Le spaccature interne alla UE. Proprio a causa di tutte le spaccature citate si è creata la classica situazione di difficoltà mediatoria in cui, giocoforza, ogni protagonista deve mettere le carte sul tavolo per vedere chi ha più carico e far così valere le proprie ragioni. Una resa dei conti in piena regola quindi non una mediazione come sperava Tsipras (che pure aveva sacrificato Varoufakis proprio per questo). E qui, per la Grecia, sono cominciati i dolori. Prima di tutto perché la zona euro e a 19 paesi, ha un meccanismo di decisione che è comunque complicato, e la Grecia non ha incontrato certo la solidarietà dei paesi più piccoli. Dai governi baltici, veri e propri consigli di amministrazione di start-up politiche neoliberiste, a Spagna e Irlanda. Poi perché il governo italiano, leonino sulla stampa nazionale e oscillante (giudizio della stampa tedesca) nei comportamenti, non ha certo fatto valere il peso della terza economia dell’eurozona. Anche perché, come ha notato Varoufakis su The New Statesman, tutti questi paesi hanno il problema di dover raccontare al loro elettorato perché, in caso di successo greco, non hanno praticato il rifiuto della austerità. Infine perché la spaccatura tedesca, tra linea Merkel e linea Schauble, ha mostrato il prevalere, nello scontro, del ministro delle finanze. Dalla vittoria della linea dura di Schauble, che aveva dietro di sé tutta la Csu-Cdu (che è il partito della Merkel), tutto il resto è venuto giù a cascata, in mano alle decisioni del vincitore. 15 paesi su 19 si sono velocemente allineati – tra il pomeriggio della domenica e la notte successiva – a favore della linea dura. Lo stesso FMI, che era parso possibilista sulle modalità di taglio del debito alla Grecia, ha finito per chiedere misure assurde al governo greco, in cambio del taglio del debito (un colpo di stato finanziario chiesto come se niente fosse) ed altri piccoli e grandi orrori. E, se questo è il frutto della pressione del governo Obama sul FMI meglio allora, davvero, che gli Usa si occupino solo di festeggiare la nazionale di calcio femminile che ha vinto i mondiali.
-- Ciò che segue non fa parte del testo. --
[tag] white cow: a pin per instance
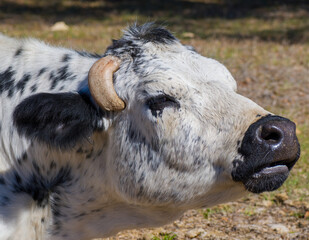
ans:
(91, 145)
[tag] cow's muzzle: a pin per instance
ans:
(270, 149)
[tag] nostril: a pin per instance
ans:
(270, 134)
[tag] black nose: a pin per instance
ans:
(272, 135)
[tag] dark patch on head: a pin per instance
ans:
(2, 181)
(59, 120)
(66, 57)
(34, 88)
(7, 80)
(4, 201)
(158, 103)
(150, 32)
(61, 75)
(136, 36)
(17, 178)
(18, 52)
(52, 165)
(88, 55)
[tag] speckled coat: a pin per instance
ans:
(69, 170)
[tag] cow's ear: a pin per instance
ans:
(60, 120)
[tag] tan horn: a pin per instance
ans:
(101, 86)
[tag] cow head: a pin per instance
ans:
(177, 132)
(186, 137)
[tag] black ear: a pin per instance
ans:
(60, 120)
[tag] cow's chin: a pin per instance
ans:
(264, 178)
(267, 179)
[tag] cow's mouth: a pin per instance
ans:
(267, 177)
(270, 149)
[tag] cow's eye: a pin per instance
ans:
(158, 103)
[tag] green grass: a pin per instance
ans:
(165, 236)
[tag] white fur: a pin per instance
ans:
(116, 188)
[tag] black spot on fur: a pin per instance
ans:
(17, 178)
(7, 80)
(150, 32)
(66, 58)
(59, 120)
(4, 201)
(88, 55)
(52, 165)
(39, 186)
(18, 52)
(42, 70)
(136, 36)
(20, 86)
(62, 74)
(2, 181)
(34, 88)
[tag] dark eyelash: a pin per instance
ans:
(158, 103)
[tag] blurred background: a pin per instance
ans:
(265, 45)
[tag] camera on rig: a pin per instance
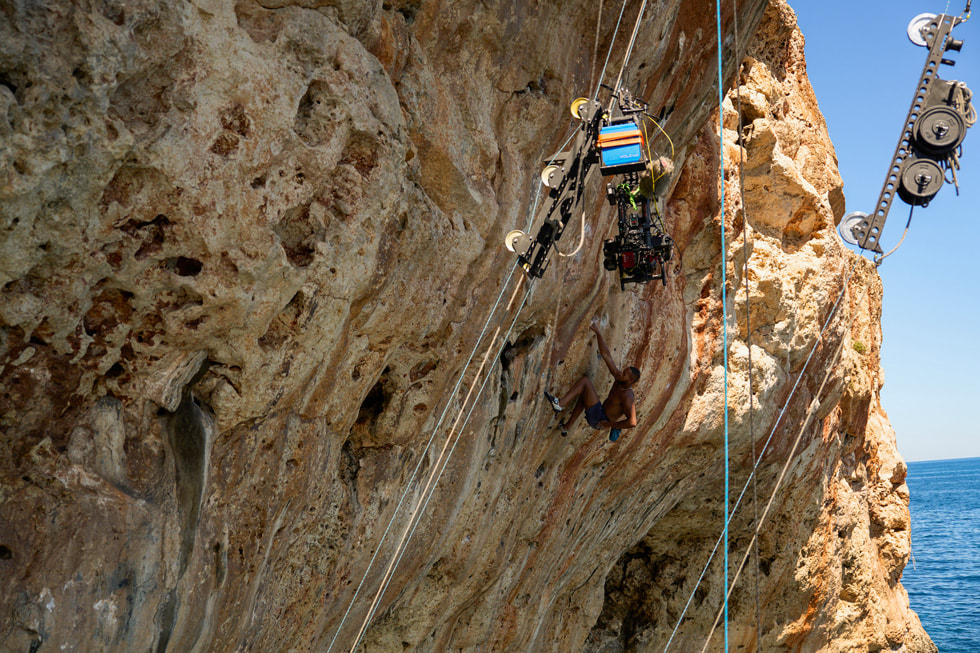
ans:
(640, 250)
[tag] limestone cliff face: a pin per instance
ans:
(247, 250)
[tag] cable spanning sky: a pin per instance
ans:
(864, 71)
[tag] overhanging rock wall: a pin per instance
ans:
(246, 251)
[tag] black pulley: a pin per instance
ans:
(939, 130)
(920, 181)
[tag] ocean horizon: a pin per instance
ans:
(943, 575)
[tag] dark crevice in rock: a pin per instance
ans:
(189, 431)
(375, 403)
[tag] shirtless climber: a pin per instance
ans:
(617, 412)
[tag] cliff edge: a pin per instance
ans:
(249, 255)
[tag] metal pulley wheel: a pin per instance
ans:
(939, 130)
(848, 223)
(921, 179)
(916, 27)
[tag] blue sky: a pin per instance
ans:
(864, 70)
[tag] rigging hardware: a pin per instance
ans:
(614, 140)
(934, 130)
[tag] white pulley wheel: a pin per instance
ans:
(549, 175)
(915, 28)
(513, 239)
(577, 104)
(851, 220)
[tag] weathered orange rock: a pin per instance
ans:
(250, 258)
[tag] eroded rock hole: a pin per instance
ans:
(298, 232)
(284, 325)
(524, 343)
(183, 266)
(375, 403)
(319, 112)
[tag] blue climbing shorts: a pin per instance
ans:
(595, 414)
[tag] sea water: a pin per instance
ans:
(943, 582)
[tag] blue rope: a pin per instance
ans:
(724, 285)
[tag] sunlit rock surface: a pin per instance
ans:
(247, 252)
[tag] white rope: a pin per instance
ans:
(758, 461)
(460, 432)
(814, 405)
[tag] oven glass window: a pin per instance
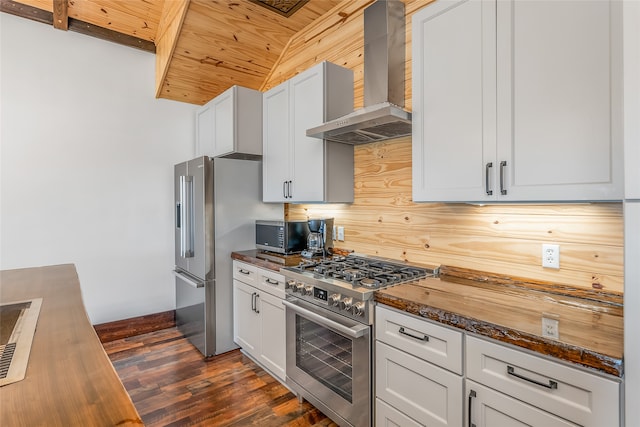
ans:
(326, 356)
Si è quindi passati ad un accordo che prevede una sorta di Treuhand in Grecia, l’intervento coatto delle istituzioni europee su sistema fiscale, del diritto e persino il commissariamento (in nome della “libertà”, naturalmente) dell’istituto di statistica greco. Per non parlare del resto. Der Spiegel ha ammesso che Tsipras ha accettato accordi sempre rifiutati anche dal governo di centrodestra-Pasok (a suo tempo intimidito dall’opposizione di Syriza). Una disfatta in piena regola.

L'accordo non reggerà. La situazione è però comunque in movimento, c’è da capire cosa accadrà alla Grecia e non è poco. Se il paese ellenico sarà in grado di sostenere tutti i passaggi formali dell’accordo, se i parlamenti europei lo voteranno (il Bundestag lo analizzerà e voterà due volte). Il Telegraph ancora nel primo pomeriggio di lunedì riportava che il “bridge-financing”, il dispositivo che deve rianimare le banche greche, non è ancora chiaro nelle sue reali dimensioni. Troppe cose da fare, in poco tempo (le borse hanno i loro tempi per scontare gli accordi) con una economia al collasso. Difficile pensare che l’accordo tenga o comunque in modo da non generare altri problemi grossi. Ancora più difficile capire cosa potrà accadere se, o quando, l’accordo salta. Per tutti però il fattore tempo è importante. Vedremo.

Sistema liberista vs democrazia. Il messaggio è però chiaro: ciò che impropriamente è chiamato Europa, e altro non non è che un rissoso comitato d’affari, vuol uccidere una Grecia, questa, per educare i cento che, nel prossimo futuro, osino mettere in discussione il deserto che il combinato di governance e liberismo stanno facendo di questo continente. L’avvertimento è chiaro: il voto elettorale, quello referendario, le chiare manifestazioni di dissenso contro l’austerità non debbono valere a nessun latitudine. Del resto la contraddizione tra democrazia e moneta era già chiara nella prima globalizzazione, quella che è arrivata dagli anni ’70 dell’800 alla prima guerra mondiale, e si fa valere ancora oggi. A maggior ragione visto che la moneta è sempre più complessa, pervasiva, globale, tecnologicamente innervata. E’ una situazione nella quale, come si vede, non basta rispondere con più democrazia (elettorale, referendaria o di base).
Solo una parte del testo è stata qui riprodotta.